Editor's note: This is a shortened version of an interview that was originally published in Spanish in December on the website of the Council of Bishops of Latin America and the Caribbean (CELAM).
Retired Bishop Erwin Kräutler of Xingú, Brazil, has long raised the alarm about the threats facing both Amazonian ecosystems and the Indigenous people and other traditional communities who dwell in them and depend on them for a livelihood.
In this interview, he analyzes the outcome of the U.N. climate conference, COP26, held in November in Glasgow, Scotland, and the situation of the planet and the Amazon basin.
What is your assessment of COP26? Are you satisfied with the agreements that were reached or did you expect more?

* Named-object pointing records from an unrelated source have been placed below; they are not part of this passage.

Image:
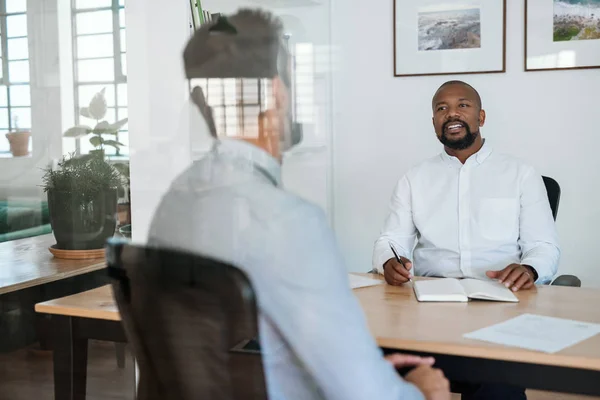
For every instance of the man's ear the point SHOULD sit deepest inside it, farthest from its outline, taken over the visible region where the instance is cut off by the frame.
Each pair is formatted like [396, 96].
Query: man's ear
[200, 100]
[481, 118]
[280, 92]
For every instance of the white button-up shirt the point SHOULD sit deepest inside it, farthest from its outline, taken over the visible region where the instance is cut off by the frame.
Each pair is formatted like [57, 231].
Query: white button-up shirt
[467, 219]
[314, 339]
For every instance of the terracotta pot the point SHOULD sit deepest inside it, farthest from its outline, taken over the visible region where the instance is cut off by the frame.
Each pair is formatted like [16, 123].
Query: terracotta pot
[19, 143]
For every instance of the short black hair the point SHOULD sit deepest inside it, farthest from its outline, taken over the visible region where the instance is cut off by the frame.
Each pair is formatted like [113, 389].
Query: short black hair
[457, 82]
[251, 47]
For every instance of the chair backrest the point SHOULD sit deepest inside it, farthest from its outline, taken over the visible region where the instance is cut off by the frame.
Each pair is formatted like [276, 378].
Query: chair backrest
[187, 319]
[553, 190]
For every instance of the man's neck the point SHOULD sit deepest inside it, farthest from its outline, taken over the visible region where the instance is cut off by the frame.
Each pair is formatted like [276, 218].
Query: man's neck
[463, 155]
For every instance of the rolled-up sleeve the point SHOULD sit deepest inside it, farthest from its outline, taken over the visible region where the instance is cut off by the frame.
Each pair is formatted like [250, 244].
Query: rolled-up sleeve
[399, 227]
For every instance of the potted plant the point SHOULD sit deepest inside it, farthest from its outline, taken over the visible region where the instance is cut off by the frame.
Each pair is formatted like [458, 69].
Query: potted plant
[82, 201]
[19, 141]
[82, 191]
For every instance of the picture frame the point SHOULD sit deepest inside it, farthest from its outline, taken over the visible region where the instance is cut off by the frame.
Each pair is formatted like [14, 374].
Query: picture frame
[449, 37]
[562, 35]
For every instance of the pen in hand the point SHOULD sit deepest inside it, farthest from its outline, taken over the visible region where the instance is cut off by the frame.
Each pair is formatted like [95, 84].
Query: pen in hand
[398, 258]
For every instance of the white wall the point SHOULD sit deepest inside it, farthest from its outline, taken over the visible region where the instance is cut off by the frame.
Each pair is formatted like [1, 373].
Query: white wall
[383, 126]
[159, 131]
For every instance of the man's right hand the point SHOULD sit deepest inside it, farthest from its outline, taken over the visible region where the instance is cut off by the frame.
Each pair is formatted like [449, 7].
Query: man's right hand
[396, 274]
[430, 381]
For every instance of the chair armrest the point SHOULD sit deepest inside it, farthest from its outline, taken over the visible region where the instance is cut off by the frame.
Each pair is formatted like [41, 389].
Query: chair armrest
[567, 280]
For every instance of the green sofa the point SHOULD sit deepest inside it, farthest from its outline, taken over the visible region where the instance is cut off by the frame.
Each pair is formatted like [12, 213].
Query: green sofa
[23, 219]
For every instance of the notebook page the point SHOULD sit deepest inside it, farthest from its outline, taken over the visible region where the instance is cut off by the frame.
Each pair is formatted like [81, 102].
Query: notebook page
[488, 290]
[446, 289]
[360, 281]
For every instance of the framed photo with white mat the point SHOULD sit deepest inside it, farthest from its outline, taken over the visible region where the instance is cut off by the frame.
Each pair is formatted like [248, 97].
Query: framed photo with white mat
[562, 34]
[442, 37]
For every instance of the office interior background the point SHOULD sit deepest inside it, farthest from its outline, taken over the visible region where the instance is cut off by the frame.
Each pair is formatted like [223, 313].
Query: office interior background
[363, 127]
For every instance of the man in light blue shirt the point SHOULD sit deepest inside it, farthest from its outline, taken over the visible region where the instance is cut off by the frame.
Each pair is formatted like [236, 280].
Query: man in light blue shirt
[230, 206]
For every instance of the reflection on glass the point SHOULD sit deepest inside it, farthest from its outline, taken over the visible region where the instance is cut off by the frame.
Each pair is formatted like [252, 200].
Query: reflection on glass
[92, 3]
[21, 117]
[122, 94]
[96, 70]
[123, 40]
[124, 64]
[15, 6]
[18, 71]
[95, 46]
[3, 96]
[18, 49]
[4, 145]
[124, 138]
[94, 22]
[20, 95]
[16, 25]
[123, 114]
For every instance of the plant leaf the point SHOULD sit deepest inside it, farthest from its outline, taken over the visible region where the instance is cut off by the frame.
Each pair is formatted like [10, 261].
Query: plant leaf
[119, 124]
[77, 131]
[97, 107]
[113, 143]
[85, 112]
[96, 141]
[102, 127]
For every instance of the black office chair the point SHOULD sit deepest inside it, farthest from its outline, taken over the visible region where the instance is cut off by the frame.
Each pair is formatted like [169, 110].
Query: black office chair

From the start of COP26, I was fairly skeptical and wondered if those who are really responsible for climate change would adopt convincing initiatives to reduce greenhouse gas emissions and keep warming at around 1.5 degrees Celsius (2.7 degrees Fahrenheit).
Frankly, I no longer believe that target can be reached, and what's worse — although I'm not a climate scientist — in the Xingú region, where I've lived for 56 years, I realize that we've already exceeded that threshold. ... As deforestation increased in Altamira, the largest municipality in Brazil, with the construction of the Trans-Amazonian Highway in the 1970s, the heat in the city and small towns also increased considerably.
And because we live in the age of the coronavirus ... I compare COP26 to a medical board that is discussing the future of our planet, which is in intensive care. Scientists, like medical experts, meet to discuss the next steps to ensure the planet's survival. And the final verdict of this "medical board" is overwhelming. Nevertheless, those who are responsible for this tragedy, after days of discussion, offer palliative recommendations and take their leave. The patient remains, face down in the ICU, intubated. It can't get oxygen into its bloodstream.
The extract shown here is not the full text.